Shorthand for Offsetting startIndex and endIndex

Letan · March 2, 2018, 12:59am

Same thing happened to me. In this very same thread!

QuinceyMorris · March 2, 2018, 11:41pm

FWIW, it occurred to me that there's a general problem in implementations like your. For Collection, you cannot index relative to .endIndex:

https://developer.apple.com/documentation/swift/collection/2949866-index

The offsetBy: parameter cannot be negative unless it's a BidirectionalCollection.

palimondo · March 3, 2018, 9:44pm

As I’ve shown above, you can implement it on top of sequence operations. That only means, the slicing relative to endIndex has different performance characteristics depending on the underlying Collection. There is no problem.

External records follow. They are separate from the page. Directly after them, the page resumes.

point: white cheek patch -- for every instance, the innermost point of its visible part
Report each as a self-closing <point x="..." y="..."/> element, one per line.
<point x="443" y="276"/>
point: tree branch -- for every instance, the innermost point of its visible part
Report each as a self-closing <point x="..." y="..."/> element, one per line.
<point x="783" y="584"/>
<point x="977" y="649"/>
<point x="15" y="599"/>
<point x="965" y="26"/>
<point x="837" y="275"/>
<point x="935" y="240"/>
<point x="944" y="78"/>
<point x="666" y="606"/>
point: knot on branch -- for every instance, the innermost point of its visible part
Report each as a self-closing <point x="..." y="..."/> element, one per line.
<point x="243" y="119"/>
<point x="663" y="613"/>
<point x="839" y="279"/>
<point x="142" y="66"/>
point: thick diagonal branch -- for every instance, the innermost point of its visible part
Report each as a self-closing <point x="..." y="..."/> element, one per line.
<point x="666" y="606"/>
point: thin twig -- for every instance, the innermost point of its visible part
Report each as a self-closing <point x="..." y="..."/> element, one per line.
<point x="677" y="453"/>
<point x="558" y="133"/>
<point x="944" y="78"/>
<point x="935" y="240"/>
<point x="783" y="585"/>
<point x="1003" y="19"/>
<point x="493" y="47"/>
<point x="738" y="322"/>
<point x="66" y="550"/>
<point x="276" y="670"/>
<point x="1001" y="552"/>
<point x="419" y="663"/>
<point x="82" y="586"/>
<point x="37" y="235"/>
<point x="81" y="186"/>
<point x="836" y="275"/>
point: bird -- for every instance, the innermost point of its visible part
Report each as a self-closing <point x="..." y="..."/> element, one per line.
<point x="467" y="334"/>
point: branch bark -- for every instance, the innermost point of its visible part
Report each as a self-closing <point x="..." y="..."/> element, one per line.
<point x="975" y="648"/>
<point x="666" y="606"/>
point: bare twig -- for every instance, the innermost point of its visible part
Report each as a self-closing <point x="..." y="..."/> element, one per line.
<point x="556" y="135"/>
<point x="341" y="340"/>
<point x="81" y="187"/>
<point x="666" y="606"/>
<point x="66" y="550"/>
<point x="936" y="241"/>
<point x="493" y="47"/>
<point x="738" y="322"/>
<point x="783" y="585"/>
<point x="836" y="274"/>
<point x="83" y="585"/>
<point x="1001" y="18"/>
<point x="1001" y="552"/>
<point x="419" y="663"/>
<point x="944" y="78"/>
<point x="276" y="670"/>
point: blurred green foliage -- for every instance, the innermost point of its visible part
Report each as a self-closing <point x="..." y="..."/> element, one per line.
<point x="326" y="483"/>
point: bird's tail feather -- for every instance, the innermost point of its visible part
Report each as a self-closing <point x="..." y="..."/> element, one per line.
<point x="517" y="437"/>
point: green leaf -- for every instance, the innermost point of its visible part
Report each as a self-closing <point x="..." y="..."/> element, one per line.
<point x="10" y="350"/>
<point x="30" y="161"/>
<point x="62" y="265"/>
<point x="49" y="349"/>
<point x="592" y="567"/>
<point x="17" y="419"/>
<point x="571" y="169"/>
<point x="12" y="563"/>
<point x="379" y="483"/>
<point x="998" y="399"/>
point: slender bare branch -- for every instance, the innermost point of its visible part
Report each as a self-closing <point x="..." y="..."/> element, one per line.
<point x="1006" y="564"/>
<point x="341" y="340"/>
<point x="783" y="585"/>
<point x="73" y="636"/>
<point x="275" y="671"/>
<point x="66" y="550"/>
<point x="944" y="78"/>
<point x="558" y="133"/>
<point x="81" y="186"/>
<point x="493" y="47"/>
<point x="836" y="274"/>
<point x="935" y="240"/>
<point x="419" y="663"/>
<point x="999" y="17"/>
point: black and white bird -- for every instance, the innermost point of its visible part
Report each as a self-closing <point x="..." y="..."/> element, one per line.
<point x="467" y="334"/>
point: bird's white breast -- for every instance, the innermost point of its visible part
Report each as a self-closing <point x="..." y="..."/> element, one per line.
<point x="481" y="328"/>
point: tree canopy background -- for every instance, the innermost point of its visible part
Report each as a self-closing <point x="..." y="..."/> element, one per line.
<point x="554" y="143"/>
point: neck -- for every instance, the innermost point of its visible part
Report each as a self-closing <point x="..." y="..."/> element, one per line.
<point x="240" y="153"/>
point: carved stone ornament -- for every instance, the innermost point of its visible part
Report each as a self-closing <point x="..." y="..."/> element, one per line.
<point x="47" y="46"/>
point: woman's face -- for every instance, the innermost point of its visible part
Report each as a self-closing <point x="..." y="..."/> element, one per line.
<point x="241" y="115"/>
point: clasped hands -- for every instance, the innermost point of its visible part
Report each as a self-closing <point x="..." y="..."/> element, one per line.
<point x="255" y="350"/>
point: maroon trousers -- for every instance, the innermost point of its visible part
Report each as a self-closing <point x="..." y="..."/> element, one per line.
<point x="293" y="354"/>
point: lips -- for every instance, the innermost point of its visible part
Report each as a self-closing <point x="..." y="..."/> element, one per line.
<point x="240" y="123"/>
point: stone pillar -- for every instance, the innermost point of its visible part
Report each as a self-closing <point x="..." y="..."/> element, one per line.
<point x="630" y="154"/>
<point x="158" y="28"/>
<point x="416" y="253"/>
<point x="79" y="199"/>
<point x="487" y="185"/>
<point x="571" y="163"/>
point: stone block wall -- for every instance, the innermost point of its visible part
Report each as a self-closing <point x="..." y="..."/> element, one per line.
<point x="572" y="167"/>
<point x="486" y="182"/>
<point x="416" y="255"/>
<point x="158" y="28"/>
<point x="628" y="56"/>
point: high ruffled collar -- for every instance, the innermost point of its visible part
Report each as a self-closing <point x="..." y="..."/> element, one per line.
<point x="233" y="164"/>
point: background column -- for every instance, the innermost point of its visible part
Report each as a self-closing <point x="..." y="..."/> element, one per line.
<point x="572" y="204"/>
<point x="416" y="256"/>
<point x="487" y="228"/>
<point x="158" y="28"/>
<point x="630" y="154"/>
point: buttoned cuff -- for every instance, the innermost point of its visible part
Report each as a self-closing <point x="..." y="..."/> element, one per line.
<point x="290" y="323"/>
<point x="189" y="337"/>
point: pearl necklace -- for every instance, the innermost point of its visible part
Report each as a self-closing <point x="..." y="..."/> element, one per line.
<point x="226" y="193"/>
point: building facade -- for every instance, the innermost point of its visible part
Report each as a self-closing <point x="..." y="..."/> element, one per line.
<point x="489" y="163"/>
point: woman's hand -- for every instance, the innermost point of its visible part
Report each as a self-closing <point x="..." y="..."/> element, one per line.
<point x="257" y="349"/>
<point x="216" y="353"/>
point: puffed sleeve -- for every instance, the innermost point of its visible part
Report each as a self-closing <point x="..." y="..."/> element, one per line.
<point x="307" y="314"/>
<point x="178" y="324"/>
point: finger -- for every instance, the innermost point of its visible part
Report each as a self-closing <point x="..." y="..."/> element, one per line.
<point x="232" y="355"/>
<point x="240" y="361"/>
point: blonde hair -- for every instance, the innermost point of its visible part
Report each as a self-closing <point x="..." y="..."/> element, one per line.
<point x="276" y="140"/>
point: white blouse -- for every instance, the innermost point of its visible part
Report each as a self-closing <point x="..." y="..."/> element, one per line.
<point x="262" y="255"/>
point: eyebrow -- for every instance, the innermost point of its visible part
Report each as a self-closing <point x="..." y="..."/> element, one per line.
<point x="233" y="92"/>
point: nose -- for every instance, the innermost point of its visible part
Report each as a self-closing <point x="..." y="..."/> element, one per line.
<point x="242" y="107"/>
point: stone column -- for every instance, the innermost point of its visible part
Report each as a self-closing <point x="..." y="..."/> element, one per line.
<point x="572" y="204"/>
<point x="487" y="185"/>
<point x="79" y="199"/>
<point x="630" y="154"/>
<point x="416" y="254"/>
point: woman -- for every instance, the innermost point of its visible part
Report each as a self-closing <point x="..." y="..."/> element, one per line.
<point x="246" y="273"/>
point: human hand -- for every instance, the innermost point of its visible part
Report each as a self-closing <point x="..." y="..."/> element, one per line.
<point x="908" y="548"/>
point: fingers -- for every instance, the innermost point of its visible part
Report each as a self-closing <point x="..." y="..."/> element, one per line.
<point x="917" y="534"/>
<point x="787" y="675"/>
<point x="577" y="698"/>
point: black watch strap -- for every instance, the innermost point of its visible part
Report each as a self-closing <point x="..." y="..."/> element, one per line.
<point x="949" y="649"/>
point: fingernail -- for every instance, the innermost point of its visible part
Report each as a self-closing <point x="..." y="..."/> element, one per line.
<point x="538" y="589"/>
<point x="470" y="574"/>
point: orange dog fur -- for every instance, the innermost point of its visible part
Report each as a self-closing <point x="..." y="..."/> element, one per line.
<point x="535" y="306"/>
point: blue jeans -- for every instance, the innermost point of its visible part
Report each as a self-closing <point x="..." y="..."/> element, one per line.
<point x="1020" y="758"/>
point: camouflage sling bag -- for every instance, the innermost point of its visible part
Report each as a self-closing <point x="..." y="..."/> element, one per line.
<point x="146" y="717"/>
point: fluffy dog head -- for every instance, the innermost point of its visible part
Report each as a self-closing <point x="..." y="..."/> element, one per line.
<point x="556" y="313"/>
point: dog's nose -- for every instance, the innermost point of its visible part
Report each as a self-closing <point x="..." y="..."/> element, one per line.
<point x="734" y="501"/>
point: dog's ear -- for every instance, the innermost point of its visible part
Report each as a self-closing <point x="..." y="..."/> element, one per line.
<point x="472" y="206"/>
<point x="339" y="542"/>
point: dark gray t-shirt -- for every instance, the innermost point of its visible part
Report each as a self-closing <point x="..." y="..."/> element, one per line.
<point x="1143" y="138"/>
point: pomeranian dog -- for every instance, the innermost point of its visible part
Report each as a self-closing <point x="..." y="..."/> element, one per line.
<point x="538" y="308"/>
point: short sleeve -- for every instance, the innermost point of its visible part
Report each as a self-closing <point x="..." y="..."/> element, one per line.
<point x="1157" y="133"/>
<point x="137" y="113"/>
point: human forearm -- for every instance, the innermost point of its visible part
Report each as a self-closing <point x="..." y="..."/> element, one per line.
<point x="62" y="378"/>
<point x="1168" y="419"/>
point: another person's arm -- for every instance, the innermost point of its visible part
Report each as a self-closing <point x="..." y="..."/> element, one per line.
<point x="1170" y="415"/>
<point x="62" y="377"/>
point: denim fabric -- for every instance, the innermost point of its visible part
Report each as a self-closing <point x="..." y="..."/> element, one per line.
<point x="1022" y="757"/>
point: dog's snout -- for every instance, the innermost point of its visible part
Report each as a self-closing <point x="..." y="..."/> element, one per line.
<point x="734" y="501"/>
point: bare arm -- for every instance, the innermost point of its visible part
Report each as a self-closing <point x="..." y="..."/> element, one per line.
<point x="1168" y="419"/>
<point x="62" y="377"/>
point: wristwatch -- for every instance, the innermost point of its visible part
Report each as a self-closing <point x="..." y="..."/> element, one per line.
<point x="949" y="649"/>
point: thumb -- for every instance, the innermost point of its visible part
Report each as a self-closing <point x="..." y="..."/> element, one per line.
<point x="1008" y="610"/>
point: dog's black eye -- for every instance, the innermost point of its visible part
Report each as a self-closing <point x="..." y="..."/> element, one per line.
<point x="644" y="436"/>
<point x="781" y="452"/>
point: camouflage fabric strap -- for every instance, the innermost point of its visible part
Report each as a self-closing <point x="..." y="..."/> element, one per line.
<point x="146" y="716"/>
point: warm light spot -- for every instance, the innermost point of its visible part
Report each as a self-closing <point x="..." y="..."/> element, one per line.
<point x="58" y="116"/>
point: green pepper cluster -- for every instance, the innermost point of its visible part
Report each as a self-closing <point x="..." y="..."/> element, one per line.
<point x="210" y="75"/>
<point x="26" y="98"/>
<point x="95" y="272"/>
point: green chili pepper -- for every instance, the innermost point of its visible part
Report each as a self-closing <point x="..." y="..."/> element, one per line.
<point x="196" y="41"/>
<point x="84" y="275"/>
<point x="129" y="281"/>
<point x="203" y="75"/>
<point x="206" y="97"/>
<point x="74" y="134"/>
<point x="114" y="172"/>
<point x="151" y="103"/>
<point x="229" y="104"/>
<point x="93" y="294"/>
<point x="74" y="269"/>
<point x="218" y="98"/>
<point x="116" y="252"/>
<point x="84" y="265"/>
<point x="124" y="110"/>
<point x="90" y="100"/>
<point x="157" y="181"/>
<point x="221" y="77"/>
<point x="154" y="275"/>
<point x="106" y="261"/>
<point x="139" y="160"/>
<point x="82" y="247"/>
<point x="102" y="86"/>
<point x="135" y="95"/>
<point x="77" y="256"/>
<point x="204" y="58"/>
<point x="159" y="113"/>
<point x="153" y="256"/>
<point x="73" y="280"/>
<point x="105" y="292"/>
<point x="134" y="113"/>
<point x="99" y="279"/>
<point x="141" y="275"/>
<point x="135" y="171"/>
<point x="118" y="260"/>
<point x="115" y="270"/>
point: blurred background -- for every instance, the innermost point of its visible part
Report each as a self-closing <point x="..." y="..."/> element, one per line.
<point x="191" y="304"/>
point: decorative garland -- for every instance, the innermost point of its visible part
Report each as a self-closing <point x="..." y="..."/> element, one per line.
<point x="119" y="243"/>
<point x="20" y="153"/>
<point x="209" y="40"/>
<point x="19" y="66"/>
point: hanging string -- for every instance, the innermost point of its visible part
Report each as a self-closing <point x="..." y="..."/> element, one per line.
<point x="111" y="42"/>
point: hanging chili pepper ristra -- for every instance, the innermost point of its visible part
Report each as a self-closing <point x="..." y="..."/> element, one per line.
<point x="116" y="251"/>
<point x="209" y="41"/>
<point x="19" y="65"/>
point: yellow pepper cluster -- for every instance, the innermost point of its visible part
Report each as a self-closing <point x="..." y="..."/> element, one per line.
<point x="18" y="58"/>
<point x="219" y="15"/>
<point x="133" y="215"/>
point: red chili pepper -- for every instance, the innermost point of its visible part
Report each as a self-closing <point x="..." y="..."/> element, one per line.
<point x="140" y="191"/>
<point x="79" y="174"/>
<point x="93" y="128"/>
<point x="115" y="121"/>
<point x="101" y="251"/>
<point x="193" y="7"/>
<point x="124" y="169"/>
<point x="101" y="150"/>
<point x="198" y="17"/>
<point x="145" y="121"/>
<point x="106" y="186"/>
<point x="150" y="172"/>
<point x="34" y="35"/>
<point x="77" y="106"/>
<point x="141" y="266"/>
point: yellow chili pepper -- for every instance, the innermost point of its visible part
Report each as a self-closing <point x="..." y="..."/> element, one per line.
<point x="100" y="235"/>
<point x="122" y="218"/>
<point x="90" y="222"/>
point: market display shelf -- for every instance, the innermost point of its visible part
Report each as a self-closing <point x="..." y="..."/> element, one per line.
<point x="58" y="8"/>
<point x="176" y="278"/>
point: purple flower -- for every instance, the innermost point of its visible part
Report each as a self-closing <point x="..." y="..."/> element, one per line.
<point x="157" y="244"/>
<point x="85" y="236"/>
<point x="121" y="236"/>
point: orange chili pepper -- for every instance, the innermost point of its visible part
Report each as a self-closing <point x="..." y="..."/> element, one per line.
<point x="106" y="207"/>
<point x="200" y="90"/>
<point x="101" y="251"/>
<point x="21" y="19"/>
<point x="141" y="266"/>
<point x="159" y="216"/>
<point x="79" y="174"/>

We have to make all this work on Sequence too! The slicing is not only for Collections.

QuinceyMorris · March 3, 2018, 10:14pm

Indeed, but it's not obvious that the Sequence solution should be a subscript rather than function.

I'm still playing around, looking for a more obvious syntax that might make everyone happy without being too obscure. I'm wondering if the fault isn't in trying to use the range operators, which look terrible when juxtaposed with syntax that means offsetting. Perhaps a two-parameter subscript would be clearer:

  c [offset-expression, offset-expression]
  // for example:
  c [2, -3] // meaning of '-3' still obscure
  // or even:
  c [start: 2, end: -3]
  c [start: 2, start: 4]
  c [end: -5, end: 0]

or something along that line.

fswarbrick · March 3, 2018, 10:45pm

Is this a typo or does it mean "from start+2 to start+4" ?

QuinceyMorris · March 3, 2018, 10:47pm

It was intended to mean “from start+2 to start+4”. I know it's not good, but we haven't found good yet.

fswarbrick · March 3, 2018, 10:52pm

Just checking.

Side note, one issue I have with any Swift ranges is that they are "start/end" based with no option for "start/length". For example, a language which shall not be named supports the following:
s(x : l)
where x is the starting position and l is the length of the "range". Whatever the solution to this issue ends up being, I'd be interested to see support for this "paradigm".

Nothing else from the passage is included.